For individuals with serious mood disorder, using ECT, which involves anesthetizing them and using an electric shock to induce a seizure, has been the most effective treatment available for a long time.

A team of doctors and scientists from the University of Aberdeen and the University of Dundee, both in Scotland, have demonstrated that ECT impacts on how parts of the brain communicate - parts involved in depression.

When a patient has depression, parts of the brain that control mood and those involved in concentration and thinking have an overactive connection - ETC "turns down" that connection. When the connection goes back to normal, the patient can start enjoying life and performing daily tasks again.

The authors detected a close association between reduced connectivity after ECT and a considerable improvement in depressive symptoms.

Professor Ian Reid and team used fMRI (functional magnetic resonance imaging) to scan the brains of nine patients; six male and three female. All of them had been diagnosed with severe clinical depression and were successfully treated with ECT - two sessions per week, an average total of 8 treatments. None of the patients had responded to chemical antidepressants. They were scanned before ECT was applied, and then again afterwards. They used a new and complex mathematical analysis to measure any changes in brain connectivity.

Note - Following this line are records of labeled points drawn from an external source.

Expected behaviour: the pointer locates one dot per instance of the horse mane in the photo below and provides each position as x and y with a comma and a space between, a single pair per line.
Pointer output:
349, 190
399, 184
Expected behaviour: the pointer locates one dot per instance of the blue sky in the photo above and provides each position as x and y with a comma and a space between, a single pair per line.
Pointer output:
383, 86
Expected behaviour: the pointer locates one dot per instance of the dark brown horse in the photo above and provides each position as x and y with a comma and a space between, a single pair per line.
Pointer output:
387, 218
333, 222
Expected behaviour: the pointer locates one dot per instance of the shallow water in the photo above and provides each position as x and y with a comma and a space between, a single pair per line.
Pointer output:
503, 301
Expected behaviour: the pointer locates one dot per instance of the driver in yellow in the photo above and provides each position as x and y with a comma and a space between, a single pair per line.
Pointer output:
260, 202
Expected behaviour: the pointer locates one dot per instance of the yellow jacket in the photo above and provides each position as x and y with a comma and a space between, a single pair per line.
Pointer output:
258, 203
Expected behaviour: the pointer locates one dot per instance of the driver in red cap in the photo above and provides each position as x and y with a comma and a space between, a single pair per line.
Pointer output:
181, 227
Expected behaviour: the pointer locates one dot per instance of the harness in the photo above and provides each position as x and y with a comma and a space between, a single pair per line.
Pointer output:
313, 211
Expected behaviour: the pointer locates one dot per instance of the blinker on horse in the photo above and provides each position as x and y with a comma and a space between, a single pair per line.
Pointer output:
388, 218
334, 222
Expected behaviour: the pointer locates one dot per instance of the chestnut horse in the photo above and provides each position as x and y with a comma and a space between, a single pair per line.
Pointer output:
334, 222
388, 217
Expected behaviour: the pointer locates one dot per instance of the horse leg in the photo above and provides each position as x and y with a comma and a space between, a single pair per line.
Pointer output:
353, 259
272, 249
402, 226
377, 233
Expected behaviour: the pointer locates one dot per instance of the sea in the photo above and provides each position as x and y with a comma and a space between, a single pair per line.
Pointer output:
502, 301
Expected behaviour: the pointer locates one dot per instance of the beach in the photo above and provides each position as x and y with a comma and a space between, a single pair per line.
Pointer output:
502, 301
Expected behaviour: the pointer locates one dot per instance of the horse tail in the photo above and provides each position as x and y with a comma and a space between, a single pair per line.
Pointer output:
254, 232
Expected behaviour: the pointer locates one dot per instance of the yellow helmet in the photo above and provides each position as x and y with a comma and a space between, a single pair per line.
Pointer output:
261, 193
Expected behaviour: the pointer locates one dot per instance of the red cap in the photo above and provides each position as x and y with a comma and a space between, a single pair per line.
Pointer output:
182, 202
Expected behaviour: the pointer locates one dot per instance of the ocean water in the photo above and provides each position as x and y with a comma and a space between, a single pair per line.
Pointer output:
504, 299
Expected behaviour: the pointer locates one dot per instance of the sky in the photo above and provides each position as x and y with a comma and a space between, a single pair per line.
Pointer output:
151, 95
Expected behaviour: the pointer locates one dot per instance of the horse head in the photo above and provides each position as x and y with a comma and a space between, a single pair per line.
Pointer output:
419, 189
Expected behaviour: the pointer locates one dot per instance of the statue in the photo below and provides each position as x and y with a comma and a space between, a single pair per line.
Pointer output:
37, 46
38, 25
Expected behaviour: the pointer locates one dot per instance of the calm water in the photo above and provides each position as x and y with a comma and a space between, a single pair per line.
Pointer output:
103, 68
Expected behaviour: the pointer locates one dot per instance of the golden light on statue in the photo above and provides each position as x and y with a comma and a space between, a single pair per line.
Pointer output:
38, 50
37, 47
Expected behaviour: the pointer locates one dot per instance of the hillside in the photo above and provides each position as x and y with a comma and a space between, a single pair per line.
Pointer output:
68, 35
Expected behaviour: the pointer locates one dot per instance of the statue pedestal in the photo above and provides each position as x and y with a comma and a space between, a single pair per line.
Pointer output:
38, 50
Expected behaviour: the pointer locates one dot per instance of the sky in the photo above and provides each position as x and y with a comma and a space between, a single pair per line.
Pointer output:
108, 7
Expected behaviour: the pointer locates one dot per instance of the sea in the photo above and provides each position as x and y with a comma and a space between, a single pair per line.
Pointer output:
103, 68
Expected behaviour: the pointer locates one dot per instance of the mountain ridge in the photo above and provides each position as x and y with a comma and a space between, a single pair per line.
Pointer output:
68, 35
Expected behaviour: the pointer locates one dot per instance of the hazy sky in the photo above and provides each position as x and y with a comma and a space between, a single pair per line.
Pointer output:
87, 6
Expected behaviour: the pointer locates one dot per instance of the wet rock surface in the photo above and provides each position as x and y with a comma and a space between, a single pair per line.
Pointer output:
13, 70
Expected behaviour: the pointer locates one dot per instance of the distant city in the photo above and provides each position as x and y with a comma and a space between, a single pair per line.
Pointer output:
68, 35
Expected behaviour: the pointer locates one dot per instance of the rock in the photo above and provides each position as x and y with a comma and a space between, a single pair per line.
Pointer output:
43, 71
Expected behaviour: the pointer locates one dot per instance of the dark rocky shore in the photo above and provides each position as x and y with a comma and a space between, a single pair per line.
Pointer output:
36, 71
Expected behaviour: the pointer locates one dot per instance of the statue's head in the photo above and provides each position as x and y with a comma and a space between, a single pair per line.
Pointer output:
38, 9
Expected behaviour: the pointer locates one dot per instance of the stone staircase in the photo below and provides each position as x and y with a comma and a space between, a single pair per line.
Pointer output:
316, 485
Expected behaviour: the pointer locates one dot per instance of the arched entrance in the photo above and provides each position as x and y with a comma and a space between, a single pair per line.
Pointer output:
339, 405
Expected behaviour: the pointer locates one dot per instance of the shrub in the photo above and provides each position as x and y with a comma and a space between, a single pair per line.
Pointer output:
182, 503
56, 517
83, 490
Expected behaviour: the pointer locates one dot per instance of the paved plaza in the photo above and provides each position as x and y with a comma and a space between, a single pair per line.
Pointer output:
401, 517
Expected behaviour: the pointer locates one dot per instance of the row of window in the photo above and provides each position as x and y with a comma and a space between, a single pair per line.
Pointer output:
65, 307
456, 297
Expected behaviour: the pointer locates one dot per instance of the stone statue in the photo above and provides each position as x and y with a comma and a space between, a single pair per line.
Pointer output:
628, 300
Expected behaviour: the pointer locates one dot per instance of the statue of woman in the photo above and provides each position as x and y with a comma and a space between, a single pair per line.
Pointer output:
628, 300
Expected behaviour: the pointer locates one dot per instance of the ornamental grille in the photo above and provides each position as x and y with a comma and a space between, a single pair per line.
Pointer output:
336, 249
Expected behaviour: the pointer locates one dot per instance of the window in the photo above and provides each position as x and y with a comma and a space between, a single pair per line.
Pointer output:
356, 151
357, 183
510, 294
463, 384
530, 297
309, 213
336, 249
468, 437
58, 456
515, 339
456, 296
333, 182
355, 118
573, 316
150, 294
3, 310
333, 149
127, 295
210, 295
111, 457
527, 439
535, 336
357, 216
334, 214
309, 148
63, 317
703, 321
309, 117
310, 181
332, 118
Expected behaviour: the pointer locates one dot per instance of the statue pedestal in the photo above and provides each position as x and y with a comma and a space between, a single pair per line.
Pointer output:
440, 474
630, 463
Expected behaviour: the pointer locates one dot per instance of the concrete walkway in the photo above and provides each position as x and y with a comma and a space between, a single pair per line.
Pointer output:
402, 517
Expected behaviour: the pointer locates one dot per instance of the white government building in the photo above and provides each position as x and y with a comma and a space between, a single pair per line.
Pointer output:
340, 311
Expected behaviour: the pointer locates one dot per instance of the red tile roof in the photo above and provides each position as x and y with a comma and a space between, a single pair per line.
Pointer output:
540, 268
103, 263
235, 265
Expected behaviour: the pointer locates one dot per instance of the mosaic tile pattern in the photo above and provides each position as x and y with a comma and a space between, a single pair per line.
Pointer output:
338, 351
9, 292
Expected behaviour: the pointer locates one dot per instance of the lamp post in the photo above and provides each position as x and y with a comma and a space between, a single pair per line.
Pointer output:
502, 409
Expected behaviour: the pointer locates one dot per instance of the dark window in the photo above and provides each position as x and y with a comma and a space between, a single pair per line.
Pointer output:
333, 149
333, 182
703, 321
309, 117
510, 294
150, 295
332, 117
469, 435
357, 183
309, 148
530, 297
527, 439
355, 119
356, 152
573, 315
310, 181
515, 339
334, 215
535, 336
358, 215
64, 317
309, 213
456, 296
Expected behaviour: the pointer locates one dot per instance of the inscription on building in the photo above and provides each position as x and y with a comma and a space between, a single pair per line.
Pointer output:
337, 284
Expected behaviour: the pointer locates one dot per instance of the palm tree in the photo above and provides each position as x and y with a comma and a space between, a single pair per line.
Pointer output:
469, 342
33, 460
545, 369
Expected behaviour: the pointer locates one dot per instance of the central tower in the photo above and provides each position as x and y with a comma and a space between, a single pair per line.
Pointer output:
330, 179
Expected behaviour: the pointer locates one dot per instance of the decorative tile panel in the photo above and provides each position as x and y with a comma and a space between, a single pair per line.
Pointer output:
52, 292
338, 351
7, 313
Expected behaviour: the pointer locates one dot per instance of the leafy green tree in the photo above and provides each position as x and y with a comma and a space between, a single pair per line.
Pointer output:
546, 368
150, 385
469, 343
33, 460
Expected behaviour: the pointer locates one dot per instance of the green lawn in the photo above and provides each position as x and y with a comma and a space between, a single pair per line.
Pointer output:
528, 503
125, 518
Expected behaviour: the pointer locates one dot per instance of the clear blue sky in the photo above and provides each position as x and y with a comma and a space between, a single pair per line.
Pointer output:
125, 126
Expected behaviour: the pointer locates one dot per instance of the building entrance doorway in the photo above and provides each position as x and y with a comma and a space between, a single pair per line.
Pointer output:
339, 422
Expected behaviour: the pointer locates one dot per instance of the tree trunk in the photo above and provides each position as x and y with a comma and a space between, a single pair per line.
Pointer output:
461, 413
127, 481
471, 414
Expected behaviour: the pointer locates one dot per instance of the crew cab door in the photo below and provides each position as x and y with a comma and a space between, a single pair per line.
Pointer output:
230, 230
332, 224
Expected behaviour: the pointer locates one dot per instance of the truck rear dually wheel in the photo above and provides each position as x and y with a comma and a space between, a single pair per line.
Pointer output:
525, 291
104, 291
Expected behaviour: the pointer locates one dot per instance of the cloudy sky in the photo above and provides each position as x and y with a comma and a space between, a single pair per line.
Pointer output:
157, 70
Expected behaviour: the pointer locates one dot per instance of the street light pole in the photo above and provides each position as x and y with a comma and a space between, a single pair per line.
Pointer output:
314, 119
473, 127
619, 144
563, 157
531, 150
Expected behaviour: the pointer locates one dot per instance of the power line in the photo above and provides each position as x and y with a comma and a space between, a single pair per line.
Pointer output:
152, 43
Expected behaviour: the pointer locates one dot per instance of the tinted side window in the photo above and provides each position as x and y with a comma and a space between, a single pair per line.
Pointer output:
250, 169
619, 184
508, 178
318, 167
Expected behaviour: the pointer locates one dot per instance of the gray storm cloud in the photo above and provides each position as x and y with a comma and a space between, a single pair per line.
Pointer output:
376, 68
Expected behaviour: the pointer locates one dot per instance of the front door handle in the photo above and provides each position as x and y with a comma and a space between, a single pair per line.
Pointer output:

Co-author, Professor Schwarzbauer said:


"With this new method we were able to find out to what extent more than 25,000 different brain areas 'communicated' with each other and how the brain's internal communication patterns differed before and after ECT treatment in severely depressed patients."


Professor Reid said:


"ECT is a controversial treatment, and one prominent criticism has been that it is not understood how it works and what it does to the brain. However we believe we've solved a 70 year old therapeutic riddle because our study reveals that ECT affects the way different parts of the brain involved in depression connect with one another.

For all the debate surrounding ECT, it is one of the most effective treatments not just in psychiatry but in the whole of medicine, because 75% to 85% of patients recover from the symptoms. Over the last couple of years there has been an emerging new perspective on how depression affects the brain.

This theory has suggested a 'hyperconnection' between the areas of the brain involved in emotional processing and mood change and the parts of the brain involved in thinking and concentrating. Our key finding is that if you compare the connections in the brain before and after ECT, ECT reduces the connection strength between these same areas - it reduces this hyperconnectivity.

For the first time we can point to something that ECT does in the brain that makes sense in the context of what we think is wrong in people who are depressed. "As far as we know no-one has extended that 'connectivity' idea about depression into an arena where you can show a treatment clearly treating depression, changing brain connectivity.

And the change that we see in the brain connections after ECT reflects the change that we see in the symptom profile of patients who generally see a big improvement."


The team members say they want to continue following-up on their patients to determine whether the hyperconnectivity, and the subsequent depression that comes of it, returns. They also plan to compare their ECT findings with those produced in studies that looked at other depression treatments, such as antidepressant medications and psychotherapy.

Professor Reid said:


"Although ECT is extremely effective, it is only used on people who need treatment quickly: either people who are very severely depressed, who are at risk from taking their own life and who perhaps can't look after themselves - or patients who have not responded to other treatments. The treatment can also affect memory, though for most patients this is short-lived. We monitor the memory function of all our patients receiving ECT in Grampian, and we find that function returns to normal within a few months.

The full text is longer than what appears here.